Saint Brigid and Imbolc


Having touched on the aspects of Saint Brigid as the harbinger of spring in Ireland, it is perhaps now time to examine the notion that Saint Brigid is no more than a thinly-disguised pagan goddess, whose feast is an unconvincing Christianization of the Celtic festival of Imbolc. This line is trotted out as unquestioned fact on neo-pagan websites and has even been accepted by popular writers on modern 'Celtic Christianity'. However, as scholar Christina Harrington points out, the evidence for this belief is neither strong nor conclusive.
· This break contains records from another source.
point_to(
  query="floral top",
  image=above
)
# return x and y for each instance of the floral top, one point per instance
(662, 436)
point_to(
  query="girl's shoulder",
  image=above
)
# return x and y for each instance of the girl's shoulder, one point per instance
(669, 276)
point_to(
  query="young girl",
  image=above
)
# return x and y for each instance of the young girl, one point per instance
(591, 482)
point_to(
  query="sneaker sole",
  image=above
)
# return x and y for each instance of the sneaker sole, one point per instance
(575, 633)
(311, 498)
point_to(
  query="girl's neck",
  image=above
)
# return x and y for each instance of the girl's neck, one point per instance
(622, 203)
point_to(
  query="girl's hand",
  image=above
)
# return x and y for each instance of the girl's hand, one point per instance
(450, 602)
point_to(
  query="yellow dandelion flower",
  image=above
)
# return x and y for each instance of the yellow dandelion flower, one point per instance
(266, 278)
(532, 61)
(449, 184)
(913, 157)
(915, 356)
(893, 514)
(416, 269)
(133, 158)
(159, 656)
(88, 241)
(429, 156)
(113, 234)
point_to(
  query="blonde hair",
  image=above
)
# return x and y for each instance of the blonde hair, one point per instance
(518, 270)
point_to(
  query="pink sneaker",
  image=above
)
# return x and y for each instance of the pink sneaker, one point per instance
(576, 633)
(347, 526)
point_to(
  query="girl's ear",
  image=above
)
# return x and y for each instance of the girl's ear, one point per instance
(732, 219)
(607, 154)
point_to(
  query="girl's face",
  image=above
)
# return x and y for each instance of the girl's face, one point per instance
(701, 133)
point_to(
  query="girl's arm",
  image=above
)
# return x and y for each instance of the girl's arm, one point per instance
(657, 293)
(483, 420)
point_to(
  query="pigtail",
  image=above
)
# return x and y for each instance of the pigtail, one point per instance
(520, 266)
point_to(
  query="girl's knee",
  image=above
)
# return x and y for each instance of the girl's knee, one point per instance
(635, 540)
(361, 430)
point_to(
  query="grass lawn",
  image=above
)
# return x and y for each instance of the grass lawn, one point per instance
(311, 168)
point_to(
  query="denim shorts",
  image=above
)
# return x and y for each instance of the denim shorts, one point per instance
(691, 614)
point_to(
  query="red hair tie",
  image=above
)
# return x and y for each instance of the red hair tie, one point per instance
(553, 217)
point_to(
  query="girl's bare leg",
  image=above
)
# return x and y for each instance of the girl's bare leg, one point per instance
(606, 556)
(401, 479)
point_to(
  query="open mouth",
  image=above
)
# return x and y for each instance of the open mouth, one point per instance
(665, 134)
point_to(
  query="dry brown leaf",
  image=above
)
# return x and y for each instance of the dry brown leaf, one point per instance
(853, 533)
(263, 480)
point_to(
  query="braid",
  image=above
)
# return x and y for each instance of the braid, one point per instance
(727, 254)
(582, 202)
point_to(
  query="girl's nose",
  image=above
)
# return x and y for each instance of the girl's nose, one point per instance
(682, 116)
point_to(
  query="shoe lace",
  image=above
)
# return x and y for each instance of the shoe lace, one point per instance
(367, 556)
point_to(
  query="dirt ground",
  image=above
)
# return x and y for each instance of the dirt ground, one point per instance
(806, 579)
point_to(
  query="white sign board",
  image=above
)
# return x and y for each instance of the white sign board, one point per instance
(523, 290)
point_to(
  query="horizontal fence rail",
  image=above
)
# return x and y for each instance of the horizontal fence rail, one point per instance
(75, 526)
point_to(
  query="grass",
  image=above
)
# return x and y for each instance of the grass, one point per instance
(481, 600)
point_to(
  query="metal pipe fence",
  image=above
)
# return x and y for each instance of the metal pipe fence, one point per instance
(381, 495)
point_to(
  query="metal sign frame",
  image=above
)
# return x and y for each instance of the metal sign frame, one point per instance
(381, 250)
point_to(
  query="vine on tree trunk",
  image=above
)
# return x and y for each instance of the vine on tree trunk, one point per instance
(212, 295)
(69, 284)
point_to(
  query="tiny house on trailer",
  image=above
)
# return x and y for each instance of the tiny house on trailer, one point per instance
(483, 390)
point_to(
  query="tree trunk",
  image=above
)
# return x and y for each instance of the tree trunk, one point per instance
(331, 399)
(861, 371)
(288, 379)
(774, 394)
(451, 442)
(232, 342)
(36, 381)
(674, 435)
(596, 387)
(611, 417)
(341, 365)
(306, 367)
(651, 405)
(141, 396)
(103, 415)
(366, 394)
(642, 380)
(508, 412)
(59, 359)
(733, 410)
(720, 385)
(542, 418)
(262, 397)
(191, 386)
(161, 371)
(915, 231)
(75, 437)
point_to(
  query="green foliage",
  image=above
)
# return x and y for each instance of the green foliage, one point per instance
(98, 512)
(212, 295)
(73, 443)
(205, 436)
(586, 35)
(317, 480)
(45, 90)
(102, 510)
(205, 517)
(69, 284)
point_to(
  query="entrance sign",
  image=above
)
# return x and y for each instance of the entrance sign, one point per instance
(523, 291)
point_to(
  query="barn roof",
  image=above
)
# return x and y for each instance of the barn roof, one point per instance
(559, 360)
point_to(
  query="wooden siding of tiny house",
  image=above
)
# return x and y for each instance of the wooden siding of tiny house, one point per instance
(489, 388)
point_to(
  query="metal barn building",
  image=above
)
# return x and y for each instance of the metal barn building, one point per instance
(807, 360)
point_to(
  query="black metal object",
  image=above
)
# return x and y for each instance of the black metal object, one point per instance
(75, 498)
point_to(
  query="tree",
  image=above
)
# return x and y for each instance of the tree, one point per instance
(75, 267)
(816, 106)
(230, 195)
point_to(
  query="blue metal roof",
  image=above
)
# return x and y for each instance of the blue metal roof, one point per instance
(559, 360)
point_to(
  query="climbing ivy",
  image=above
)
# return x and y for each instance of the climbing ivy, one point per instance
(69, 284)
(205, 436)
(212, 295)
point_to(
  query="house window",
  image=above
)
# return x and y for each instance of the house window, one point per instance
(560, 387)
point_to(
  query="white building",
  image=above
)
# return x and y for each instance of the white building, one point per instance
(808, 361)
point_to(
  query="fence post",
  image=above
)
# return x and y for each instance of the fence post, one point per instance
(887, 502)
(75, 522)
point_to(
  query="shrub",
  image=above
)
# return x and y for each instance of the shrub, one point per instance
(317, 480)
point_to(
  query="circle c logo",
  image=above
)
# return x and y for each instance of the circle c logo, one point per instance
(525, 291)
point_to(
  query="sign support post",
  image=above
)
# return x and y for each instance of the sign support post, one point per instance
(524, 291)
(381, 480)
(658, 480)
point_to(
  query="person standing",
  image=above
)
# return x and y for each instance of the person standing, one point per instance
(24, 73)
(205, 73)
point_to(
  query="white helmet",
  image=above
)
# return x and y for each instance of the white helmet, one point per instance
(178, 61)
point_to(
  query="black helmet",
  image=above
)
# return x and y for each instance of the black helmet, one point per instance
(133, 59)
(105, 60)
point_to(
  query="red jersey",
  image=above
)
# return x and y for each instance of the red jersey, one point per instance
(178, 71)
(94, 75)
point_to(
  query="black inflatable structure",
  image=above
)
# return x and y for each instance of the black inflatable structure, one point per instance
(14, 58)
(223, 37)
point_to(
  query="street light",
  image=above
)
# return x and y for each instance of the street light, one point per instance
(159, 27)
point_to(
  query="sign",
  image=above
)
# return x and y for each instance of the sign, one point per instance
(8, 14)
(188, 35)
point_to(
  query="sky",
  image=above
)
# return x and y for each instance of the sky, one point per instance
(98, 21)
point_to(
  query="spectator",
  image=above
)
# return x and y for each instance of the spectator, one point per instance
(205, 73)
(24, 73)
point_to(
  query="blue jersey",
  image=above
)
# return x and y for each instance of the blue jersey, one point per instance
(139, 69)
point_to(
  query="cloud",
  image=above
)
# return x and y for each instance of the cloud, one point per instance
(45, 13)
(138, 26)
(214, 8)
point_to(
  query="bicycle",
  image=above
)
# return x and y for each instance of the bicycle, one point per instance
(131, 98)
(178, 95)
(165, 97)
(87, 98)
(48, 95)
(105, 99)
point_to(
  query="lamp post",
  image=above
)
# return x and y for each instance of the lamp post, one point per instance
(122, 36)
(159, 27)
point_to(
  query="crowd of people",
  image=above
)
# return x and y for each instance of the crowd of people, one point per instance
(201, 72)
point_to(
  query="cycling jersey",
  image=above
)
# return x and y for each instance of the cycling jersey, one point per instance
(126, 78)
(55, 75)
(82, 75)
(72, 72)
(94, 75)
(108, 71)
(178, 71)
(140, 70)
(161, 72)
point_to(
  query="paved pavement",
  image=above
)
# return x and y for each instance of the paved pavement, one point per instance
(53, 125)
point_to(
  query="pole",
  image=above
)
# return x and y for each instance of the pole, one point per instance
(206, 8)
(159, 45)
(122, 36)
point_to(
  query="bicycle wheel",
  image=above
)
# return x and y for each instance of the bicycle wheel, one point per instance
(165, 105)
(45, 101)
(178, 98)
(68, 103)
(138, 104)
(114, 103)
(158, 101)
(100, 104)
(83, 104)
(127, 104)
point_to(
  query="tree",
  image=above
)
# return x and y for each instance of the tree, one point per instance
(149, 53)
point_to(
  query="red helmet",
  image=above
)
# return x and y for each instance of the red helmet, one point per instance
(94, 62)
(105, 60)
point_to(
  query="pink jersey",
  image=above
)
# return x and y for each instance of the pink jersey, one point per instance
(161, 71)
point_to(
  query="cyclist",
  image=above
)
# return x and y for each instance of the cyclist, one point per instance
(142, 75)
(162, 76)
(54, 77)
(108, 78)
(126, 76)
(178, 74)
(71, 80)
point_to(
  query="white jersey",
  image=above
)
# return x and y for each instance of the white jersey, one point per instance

She sees the patronage of women as being the only real connection between the goddess and the saint:
The saint’s feast day fell in Imbolc, the official start of spring in the native Irish calendar. Cormac’s Glossary has an entry on imbolc, defining it as ‘the time the sheep’s milk comes’, but does not identify the festival with Brigit. Care of sheep was a specifically women’s activity in early Ireland, and there are stories of Saint Brigit shepherding and making dairy products, but it must be remembered that the girl, as the daughter of a slavewoman, is portrayed doing what non-noble girls would do normally. Nowhere, in fact, is Imbolc said to be the festival of the goddess Brigit, and beyond that, the goddess’s attributes do not include sheep care. It is only the connection to women that is marked.
[Emphasis mine]

Christina Harrington, Women in a Celtic Church- Ireland 450-1150 (Oxford University Press, 2002), 63-4.

Harrington's book is an excellent read, and I will go on to look at other elements of the goddess versus saint debate which she reviews - the perpetual fire at Kildare and the oak tree. The evidence for those too rests on equally uncertain foundations.